Später rief mich der Kunde an und sagte, er sei Louis Little Dog, scheinbar, damit ich den Bezug zwischen Anruf und Päckchen herstellen konnte. Der Anrufer sagte, es sei wichtig, die Lieferung zu erhalten, weil es sich um das Geschenk zu einer Abschlussfeier am Samstag handele (für einen Hund?), und versprach, am kommenden Tag, Freitag, gegen elf Uhr am Eingang zu sein, da ich in der Regel um diese Zeit dort bin, und ich versprach, ihn kurz anzurufen, sobald ich in der Nähe war.
Tags drauf rief er mich zwischen 0930 und 1000 selbst an und fragte, ob das mit elf Uhr klappe, ich war zuversichtlich, trotz “Apotheken Umschau” und 12-Uhr-Express nach Gerolstein – letztendlich kam ich um Elf an, drückte ihm zehn Minuten später sein Paket in die Hand und düste dann nach Gerolstein, wobei ich alle anderen Lieferungen zwischen Spangdahlem und dem Expressempfänger aus Zeitgründen ignorieren und nach hinten verschieben musste, weil ich für die Strecke Spangdahlem-Gerolstein etwa 45 Minuten benötige.

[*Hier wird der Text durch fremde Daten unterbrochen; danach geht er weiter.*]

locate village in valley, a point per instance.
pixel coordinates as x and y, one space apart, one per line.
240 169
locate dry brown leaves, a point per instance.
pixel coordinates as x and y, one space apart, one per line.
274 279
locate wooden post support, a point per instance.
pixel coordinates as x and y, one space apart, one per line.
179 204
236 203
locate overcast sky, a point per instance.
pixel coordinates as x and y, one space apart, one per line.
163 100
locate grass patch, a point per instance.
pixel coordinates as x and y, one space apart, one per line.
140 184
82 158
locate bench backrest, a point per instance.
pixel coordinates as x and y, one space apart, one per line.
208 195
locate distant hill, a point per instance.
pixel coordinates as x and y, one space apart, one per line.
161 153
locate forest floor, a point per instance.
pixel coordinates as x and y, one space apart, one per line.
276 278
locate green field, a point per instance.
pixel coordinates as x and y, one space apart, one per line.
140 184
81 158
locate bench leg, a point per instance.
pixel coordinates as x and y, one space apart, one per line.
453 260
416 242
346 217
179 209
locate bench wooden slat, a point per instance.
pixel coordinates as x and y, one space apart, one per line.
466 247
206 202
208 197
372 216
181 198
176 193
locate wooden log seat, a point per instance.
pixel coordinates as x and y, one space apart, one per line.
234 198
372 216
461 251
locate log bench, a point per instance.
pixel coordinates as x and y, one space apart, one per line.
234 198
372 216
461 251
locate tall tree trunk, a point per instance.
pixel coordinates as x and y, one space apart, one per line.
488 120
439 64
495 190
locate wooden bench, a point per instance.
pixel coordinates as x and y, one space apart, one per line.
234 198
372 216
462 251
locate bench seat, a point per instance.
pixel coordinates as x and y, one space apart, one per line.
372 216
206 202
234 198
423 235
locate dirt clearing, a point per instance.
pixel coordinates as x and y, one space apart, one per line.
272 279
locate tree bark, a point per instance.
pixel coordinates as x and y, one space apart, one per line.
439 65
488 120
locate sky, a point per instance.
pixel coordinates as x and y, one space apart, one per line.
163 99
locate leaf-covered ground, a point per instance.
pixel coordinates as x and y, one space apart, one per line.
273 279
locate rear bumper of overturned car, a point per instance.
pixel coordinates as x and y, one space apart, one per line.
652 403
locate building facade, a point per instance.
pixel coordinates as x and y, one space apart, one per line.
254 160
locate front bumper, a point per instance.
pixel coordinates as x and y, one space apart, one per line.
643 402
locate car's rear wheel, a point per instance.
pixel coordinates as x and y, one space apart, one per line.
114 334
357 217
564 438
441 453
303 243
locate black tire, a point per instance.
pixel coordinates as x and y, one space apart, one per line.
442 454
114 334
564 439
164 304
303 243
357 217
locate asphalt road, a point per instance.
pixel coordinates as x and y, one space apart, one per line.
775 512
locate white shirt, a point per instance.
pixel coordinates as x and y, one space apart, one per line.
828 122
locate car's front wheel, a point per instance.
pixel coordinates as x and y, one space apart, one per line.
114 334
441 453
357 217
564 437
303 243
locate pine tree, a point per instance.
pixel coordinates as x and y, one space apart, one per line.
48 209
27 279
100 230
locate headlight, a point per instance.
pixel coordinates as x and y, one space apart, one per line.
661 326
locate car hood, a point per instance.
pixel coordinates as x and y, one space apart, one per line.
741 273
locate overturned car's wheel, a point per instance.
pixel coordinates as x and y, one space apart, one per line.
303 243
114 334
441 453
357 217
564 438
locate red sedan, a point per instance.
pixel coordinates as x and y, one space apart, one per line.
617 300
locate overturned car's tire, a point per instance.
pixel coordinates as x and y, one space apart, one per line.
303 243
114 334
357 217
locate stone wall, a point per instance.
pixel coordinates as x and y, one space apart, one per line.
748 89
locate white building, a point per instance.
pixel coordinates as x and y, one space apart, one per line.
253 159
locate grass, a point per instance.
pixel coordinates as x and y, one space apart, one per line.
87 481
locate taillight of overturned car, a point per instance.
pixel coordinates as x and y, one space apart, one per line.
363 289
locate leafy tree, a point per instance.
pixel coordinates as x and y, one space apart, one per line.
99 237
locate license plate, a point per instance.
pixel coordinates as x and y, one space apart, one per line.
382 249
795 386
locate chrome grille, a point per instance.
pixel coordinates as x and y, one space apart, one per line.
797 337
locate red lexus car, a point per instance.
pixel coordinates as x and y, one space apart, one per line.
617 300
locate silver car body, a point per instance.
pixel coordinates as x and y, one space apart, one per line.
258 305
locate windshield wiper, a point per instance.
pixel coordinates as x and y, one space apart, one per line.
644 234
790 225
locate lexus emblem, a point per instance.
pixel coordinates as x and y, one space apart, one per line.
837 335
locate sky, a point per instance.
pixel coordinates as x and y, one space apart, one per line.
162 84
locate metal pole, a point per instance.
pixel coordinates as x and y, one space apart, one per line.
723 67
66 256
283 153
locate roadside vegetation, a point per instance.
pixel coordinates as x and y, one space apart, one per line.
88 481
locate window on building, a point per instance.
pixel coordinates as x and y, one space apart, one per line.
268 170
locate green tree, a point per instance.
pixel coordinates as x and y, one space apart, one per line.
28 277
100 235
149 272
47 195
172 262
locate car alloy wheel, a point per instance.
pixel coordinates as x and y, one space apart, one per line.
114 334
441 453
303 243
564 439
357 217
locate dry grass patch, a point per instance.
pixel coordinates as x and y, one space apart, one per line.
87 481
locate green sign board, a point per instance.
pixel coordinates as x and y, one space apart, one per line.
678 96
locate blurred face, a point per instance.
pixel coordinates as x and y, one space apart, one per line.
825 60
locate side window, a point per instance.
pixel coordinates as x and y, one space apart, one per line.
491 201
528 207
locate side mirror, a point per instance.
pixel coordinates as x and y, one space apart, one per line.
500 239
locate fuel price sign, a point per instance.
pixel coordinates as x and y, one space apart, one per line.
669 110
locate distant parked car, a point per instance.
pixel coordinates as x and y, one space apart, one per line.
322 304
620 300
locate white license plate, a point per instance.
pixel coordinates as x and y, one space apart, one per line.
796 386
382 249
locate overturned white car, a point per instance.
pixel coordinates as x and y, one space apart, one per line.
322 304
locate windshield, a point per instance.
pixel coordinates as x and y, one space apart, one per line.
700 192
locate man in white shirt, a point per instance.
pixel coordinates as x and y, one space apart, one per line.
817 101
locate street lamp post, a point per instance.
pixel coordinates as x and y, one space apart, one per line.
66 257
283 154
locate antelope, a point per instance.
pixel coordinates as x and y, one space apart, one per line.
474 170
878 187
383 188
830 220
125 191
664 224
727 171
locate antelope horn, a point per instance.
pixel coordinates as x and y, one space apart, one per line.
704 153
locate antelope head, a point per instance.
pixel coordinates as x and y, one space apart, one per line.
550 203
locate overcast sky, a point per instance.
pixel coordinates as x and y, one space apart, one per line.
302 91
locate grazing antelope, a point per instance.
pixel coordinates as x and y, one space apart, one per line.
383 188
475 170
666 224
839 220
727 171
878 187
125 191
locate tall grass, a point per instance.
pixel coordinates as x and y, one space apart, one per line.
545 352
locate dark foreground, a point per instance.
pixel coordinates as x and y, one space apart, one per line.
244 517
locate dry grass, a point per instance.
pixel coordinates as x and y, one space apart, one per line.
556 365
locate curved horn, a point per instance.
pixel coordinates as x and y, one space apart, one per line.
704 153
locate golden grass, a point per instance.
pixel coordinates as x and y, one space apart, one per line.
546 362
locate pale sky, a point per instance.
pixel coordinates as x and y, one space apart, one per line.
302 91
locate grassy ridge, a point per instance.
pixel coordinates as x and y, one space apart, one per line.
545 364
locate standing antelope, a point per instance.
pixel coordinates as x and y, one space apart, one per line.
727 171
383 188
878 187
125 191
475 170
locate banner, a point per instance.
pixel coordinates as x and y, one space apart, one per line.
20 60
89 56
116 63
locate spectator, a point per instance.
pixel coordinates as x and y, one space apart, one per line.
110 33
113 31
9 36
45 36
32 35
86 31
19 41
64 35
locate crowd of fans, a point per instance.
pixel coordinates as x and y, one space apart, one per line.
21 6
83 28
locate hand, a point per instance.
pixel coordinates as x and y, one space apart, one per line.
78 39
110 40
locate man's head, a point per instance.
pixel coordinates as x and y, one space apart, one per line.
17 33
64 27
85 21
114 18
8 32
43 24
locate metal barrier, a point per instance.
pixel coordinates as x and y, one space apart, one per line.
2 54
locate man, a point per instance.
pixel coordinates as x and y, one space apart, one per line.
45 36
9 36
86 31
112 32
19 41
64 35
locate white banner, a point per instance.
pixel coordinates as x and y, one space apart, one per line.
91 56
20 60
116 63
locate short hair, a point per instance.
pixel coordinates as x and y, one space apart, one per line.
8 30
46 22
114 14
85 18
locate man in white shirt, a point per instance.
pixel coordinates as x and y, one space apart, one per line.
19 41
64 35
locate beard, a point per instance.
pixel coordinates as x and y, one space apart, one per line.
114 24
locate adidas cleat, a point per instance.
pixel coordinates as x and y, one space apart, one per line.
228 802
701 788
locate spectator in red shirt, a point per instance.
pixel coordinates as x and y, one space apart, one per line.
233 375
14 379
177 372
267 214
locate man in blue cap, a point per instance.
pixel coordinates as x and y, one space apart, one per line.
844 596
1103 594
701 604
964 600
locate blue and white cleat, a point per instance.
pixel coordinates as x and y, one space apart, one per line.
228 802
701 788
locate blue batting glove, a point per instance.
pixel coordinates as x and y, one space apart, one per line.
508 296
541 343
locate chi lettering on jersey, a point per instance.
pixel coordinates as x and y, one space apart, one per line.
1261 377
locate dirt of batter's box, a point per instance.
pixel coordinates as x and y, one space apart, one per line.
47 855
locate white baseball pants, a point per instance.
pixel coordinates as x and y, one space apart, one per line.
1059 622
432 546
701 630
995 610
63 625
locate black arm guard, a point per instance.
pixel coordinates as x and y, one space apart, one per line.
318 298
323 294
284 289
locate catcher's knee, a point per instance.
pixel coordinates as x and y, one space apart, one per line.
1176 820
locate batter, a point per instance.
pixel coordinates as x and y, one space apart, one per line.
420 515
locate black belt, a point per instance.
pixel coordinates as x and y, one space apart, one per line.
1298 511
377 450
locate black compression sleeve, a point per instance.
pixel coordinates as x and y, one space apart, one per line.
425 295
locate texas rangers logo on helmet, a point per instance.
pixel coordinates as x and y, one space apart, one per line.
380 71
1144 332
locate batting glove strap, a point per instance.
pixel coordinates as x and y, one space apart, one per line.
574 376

Außerdem teilte mir der Empfang mit, dass heute ein besonderer Tag (“Act of Duty Day” oder sowas) sei, an dem man eh niemanden im Büro antreffen würde.
Wie dem auch sei, ich traf den Kunden und er zeigte mir ein Ausweisdokument, auf dem “Louis Little Dog” stand. In dem Moment rechnete ich schon damit, dass gleich jemand hinter anderen geparkten Autos hervorspringen und mich bei der Versteckten Kamera willkommen heißen müsste und fragte ihn herrlich spontan, ob seine Eltern ihn vielleicht hassten. Hm, der Blick in seinen Augen sprach von Entgeisterung, aber eine Sekunde später sagte er, dass dies tatsächlich sein Name sei und zeigte mir die Rückseite seiner Sportjacke: Er war ein Abkömmling amerikanischer Ureinwohner aus North Dakota. Ich war völlig perplex, zum einen wegen des irrsinnigen Hergangs dieser ganzen Geschichte und zum anderen wegen meines eklatanten Mangels an diplomatischem Taktgefühl, das von meinem Unverständnis gegenüber der Empfängerangabe und der überraschenden Auflösung vollig weggespült worden war. Der Typ heißt tatsächlich so und “Little Dog” ist sein Familienname.